In our case, vascular depositions of AL amyloid, including glomerular hilar depositions extending to mesangial areas, were the dominant feature, accompanied by severe tubulointerstitial damage. The findings did not support tubulointerstitial nephritis caused by Sjögren's syndrome or light-chain cast nephropathy. Interstitial amyloid deposition was scarce. Ischemic changes due to progressive amyloid deposition in the vasculatures may be the major cause of the deterioration of the renal function in our case.
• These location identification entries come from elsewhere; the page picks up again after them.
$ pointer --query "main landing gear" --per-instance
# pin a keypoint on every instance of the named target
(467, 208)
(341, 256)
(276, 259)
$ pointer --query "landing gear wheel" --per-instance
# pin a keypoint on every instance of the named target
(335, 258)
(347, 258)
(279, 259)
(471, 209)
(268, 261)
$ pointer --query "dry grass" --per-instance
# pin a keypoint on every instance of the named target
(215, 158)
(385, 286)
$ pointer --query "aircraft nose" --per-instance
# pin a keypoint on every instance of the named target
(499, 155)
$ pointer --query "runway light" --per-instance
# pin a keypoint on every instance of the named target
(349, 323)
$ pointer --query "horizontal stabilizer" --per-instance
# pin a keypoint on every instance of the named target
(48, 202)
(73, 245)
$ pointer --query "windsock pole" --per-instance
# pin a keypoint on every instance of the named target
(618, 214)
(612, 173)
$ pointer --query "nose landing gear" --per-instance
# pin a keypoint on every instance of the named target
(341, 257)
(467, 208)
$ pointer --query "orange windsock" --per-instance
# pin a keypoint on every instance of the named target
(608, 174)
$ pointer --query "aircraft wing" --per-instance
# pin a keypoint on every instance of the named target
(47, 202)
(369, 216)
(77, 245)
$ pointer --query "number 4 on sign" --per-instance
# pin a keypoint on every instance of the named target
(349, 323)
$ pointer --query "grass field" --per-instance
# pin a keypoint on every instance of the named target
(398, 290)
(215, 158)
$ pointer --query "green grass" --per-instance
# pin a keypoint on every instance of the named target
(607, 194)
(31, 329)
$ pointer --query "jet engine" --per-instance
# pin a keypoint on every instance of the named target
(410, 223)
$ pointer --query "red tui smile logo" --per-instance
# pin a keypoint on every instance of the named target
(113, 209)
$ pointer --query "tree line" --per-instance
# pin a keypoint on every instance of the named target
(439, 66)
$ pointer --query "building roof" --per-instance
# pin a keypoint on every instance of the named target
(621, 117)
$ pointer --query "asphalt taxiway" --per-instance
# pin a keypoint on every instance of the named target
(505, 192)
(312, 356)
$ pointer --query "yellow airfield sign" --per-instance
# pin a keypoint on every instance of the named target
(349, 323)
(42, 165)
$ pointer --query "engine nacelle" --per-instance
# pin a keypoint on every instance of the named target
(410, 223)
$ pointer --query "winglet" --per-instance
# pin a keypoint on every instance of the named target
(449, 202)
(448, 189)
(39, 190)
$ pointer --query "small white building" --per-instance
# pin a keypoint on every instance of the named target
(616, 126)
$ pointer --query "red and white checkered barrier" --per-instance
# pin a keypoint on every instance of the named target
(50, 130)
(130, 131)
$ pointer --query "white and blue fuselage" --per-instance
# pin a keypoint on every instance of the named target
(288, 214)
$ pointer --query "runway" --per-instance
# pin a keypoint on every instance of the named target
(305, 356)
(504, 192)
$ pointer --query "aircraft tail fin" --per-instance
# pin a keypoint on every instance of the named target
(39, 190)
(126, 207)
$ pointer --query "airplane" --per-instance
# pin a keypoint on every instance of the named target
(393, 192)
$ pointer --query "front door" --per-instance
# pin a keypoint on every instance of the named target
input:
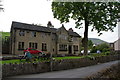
(70, 49)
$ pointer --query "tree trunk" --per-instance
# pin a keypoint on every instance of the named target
(85, 40)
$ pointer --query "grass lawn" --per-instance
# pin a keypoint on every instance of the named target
(56, 58)
(68, 57)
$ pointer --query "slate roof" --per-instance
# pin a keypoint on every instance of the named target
(19, 25)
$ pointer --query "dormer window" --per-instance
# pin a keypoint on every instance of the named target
(33, 34)
(22, 33)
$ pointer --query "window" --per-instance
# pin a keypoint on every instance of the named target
(33, 34)
(75, 39)
(75, 47)
(22, 33)
(33, 45)
(63, 37)
(44, 47)
(62, 47)
(21, 46)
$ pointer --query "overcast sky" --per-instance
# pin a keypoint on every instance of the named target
(39, 12)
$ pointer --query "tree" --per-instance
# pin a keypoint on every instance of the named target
(90, 44)
(1, 8)
(100, 16)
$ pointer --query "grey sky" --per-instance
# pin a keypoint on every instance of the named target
(39, 12)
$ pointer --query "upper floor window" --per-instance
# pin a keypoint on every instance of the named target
(44, 47)
(75, 39)
(63, 37)
(22, 33)
(21, 46)
(62, 47)
(33, 34)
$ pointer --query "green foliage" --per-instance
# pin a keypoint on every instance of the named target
(101, 16)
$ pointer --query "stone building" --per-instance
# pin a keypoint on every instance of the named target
(47, 39)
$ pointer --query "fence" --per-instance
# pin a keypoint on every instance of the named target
(40, 67)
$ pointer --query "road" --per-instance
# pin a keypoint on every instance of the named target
(72, 73)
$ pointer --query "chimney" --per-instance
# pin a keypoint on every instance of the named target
(70, 29)
(50, 24)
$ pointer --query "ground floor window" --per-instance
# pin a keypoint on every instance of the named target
(62, 47)
(44, 47)
(33, 45)
(20, 45)
(75, 47)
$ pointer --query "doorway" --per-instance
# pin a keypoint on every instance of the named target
(70, 49)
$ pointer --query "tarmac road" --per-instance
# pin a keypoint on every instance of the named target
(72, 73)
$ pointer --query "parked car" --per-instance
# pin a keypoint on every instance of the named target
(33, 51)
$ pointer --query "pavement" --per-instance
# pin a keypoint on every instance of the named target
(72, 73)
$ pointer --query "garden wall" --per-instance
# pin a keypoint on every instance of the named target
(40, 67)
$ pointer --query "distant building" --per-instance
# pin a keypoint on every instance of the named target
(47, 39)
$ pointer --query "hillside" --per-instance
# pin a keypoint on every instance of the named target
(5, 34)
(97, 41)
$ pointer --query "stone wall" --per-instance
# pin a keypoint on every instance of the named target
(39, 67)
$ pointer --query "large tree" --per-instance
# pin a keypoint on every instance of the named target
(101, 16)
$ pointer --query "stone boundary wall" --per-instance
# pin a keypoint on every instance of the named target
(112, 73)
(40, 67)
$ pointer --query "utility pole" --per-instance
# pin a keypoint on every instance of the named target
(49, 25)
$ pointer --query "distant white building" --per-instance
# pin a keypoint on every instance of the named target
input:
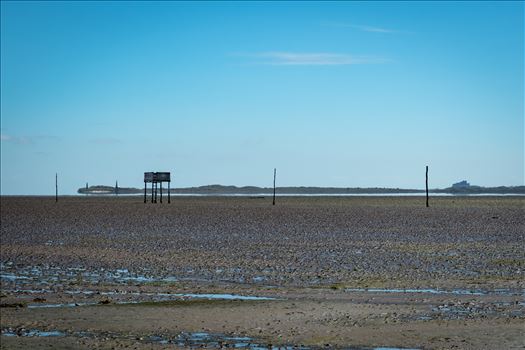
(461, 184)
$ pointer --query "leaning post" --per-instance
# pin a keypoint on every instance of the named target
(274, 174)
(426, 183)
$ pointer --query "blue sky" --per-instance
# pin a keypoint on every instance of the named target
(350, 94)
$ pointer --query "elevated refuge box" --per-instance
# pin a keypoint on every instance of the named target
(156, 178)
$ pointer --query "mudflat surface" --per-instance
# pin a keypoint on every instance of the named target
(343, 272)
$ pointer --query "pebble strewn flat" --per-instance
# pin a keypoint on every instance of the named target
(304, 241)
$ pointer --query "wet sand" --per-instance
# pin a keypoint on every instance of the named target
(345, 272)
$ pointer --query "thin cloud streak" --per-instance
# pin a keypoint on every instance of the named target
(16, 140)
(313, 59)
(363, 28)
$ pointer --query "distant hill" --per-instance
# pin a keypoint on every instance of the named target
(253, 190)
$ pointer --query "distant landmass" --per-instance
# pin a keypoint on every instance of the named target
(459, 188)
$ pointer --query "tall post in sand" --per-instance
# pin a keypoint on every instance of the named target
(274, 174)
(426, 183)
(152, 192)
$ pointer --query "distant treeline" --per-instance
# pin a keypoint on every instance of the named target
(253, 190)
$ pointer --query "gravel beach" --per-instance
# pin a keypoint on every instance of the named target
(338, 272)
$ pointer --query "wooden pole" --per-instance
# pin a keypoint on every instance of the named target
(274, 174)
(152, 192)
(426, 183)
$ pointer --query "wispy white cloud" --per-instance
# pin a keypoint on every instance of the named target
(280, 58)
(26, 140)
(15, 139)
(105, 141)
(363, 28)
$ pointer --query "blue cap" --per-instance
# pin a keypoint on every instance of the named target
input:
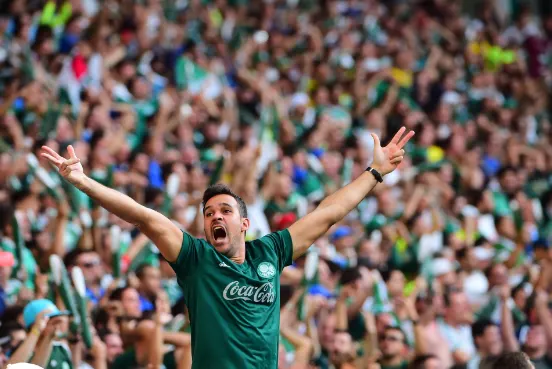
(342, 231)
(35, 307)
(541, 243)
(318, 289)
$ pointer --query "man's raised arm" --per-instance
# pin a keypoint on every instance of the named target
(159, 229)
(335, 207)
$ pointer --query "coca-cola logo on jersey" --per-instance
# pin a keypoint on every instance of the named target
(263, 294)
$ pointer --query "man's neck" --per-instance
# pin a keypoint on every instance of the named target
(450, 321)
(392, 361)
(239, 257)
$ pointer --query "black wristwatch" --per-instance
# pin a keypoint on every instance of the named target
(376, 174)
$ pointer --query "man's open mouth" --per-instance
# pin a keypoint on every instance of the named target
(219, 232)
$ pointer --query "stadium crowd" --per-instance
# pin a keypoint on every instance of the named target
(448, 262)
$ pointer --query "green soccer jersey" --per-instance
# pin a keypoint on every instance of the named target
(234, 308)
(60, 358)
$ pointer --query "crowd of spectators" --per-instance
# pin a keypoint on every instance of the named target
(446, 265)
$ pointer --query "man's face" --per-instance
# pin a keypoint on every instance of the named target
(499, 275)
(536, 339)
(131, 303)
(491, 342)
(151, 280)
(342, 351)
(223, 225)
(433, 363)
(114, 346)
(91, 266)
(392, 343)
(509, 182)
(460, 308)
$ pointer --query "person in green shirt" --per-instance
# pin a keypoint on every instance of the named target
(232, 287)
(49, 351)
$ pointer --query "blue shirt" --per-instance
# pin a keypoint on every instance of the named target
(95, 299)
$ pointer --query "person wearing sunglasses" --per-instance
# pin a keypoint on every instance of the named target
(394, 349)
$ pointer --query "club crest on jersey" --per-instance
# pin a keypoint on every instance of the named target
(266, 270)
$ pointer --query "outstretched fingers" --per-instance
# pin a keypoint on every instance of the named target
(398, 135)
(71, 151)
(68, 163)
(52, 153)
(397, 159)
(52, 160)
(405, 139)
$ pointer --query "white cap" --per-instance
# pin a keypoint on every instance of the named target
(482, 253)
(441, 266)
(299, 99)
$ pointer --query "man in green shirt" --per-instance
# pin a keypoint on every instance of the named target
(231, 286)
There have been several reports concerning the coexistence of primary Sjögren's syndrome and amyloidosis. However, most of them were nodular amyloidosis, mostly localized to the dermis (15) or lung (16). To the best of our knowledge, there has been only one report of a concomitant diagnosis of Sjögren's syndrome and systemic AL amyloidosis (17). Unfortunately, the lack of lacrimal or salivary gland biopsy could not preclude the possibility of the involvement of amyloid deposition in the targeted tissues in our case.

In summary, we herein reported a case of systemic AL amyloidosis with renal involvement, predominantly in the vasculatures, that had been strongly suspected of being interstitial nephritis due to Sjögren's syndrome before a pathological examination by renal biopsy. Clinicians should take into account the possibility of renal amyloidosis, even if patients show a clinical presentation of interstitial nephritis without massive proteinuria.